Desde os anos 80 do século XX que é relativamente consensual entre os estudiosos do desenvolvimento que as grandes empresas não constituem o único motor do crescimento económico. Este resultado decorre, em grande medida, da constatação de que havia/há um número crescente de pequenas empresas de iniciativa local, algumas vezes localizadas em regiões rurais, que laboram produtos regionais de elevada qualidade, que colocam nos mercados nacionais e externos. O sucesso dessas empresas tira proveito, amiúde, da preservação de certas tradições em matéria de produtos típicos desses territórios (produtos regionais), isto é, a diferenciação da sua oferta e a competitividade que conseguem vêm-lhes da singularidade dos produtos que produzem e/ou comercializam.
Quer isso dizer que as especificidades
das regiões, associadas às suas histórias, geografias e culturas, podem ser
mobilizadas para qualificar os bens e serviços que oferecem.
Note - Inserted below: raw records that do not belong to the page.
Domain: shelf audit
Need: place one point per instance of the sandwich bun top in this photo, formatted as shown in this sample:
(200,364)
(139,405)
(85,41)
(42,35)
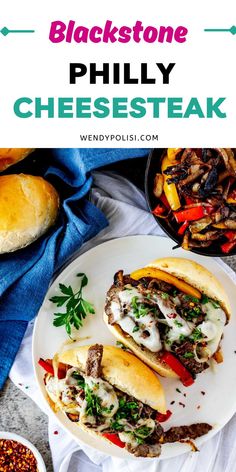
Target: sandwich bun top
(28,207)
(195,275)
(10,156)
(123,370)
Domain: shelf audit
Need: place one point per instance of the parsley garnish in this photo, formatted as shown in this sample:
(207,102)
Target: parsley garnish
(182,337)
(139,308)
(196,335)
(128,410)
(215,304)
(164,295)
(76,307)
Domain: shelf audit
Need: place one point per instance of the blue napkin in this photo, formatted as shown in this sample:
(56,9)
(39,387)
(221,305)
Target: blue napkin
(26,274)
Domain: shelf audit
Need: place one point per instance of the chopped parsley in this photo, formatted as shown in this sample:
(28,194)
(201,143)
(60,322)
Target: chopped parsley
(142,432)
(215,304)
(182,337)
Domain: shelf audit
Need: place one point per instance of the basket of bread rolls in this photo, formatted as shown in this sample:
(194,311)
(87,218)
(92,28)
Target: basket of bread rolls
(29,204)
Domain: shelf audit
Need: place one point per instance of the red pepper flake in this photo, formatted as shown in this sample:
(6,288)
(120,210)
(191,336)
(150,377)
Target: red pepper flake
(16,457)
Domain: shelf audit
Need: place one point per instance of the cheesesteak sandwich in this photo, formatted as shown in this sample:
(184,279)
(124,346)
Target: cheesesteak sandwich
(171,314)
(112,394)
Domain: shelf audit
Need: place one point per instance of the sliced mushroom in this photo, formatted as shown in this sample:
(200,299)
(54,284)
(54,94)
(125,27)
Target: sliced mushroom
(209,236)
(199,225)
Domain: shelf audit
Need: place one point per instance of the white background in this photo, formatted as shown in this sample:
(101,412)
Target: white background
(32,66)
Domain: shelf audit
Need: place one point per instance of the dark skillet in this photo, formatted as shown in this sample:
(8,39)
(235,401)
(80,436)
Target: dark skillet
(152,167)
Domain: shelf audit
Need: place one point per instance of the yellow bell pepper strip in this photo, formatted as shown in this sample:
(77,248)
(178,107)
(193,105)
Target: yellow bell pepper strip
(172,153)
(171,279)
(170,189)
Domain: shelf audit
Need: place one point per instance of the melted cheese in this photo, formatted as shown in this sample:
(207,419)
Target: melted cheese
(213,326)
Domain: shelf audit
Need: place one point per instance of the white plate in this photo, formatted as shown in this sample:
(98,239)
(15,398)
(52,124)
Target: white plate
(100,264)
(25,442)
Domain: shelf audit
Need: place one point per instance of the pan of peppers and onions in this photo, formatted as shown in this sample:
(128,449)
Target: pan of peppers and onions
(192,194)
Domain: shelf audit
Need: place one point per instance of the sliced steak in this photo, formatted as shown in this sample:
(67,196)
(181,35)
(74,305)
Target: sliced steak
(94,359)
(178,433)
(190,363)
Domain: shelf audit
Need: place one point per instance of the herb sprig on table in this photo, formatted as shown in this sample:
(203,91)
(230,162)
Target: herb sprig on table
(77,308)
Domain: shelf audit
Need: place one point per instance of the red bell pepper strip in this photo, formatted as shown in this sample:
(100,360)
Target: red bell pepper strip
(114,438)
(227,247)
(178,368)
(159,210)
(46,365)
(161,417)
(182,228)
(191,214)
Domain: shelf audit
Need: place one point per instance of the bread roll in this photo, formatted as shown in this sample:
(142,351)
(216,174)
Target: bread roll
(195,275)
(28,207)
(124,371)
(10,156)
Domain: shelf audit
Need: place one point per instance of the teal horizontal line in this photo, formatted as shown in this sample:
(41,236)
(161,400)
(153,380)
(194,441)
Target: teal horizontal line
(21,31)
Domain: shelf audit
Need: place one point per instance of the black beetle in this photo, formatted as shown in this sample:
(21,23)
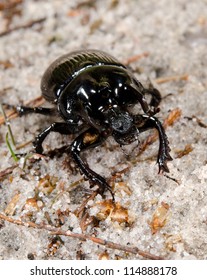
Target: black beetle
(93,93)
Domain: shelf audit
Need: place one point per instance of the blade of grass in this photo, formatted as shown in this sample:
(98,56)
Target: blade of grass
(10,148)
(8,125)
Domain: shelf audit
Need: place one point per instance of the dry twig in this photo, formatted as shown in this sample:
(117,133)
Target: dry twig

Assim sendo, é
expectável que as empresas locais usem as referências territoriais para
incrementar o valor dos seus produtos e sustentar a respectiva diferenciação
face aos competidores. Para que essa estratégia obtenha sucesso é necessário
que a procura, (isto é, os consumidores) valorize(m) a qualidade desses produtos
e que, a nível de oferta, haja quem perceba a oportunidade de negócio que esses
bens encerram e seja capaz de estruturar o projecto empresarial que a
materialize.
Tal também significa que não basta ter
ideias. É preciso que as ideias sejam secundadas por capacidade de realização e
de estabelecimento de uma estratégia de mercado conveniente. A este nível,
note-se que estão longe de ser despiciendas aspectos aparentemente tão elementares
quanto o são a embalagem, a etiqueta e a marca que se usam.
Peça basilar neste processo é a
possibilidade de tirar partido de Designações de Origem Protegida ou figuras
legais similares, que protegem certos produtos típicos regionais de usos
abusivos. Essa protecção, aparte impedir a apropriação por operadores externos ao
território do produto em causa, garante-lhes a reputação (imagem) junto dos
consumidores, ao obrigar os respectivos produtores ao uso dos ingredientes e dos
procedimentos de fabrico e de conservação configurados pela tradição.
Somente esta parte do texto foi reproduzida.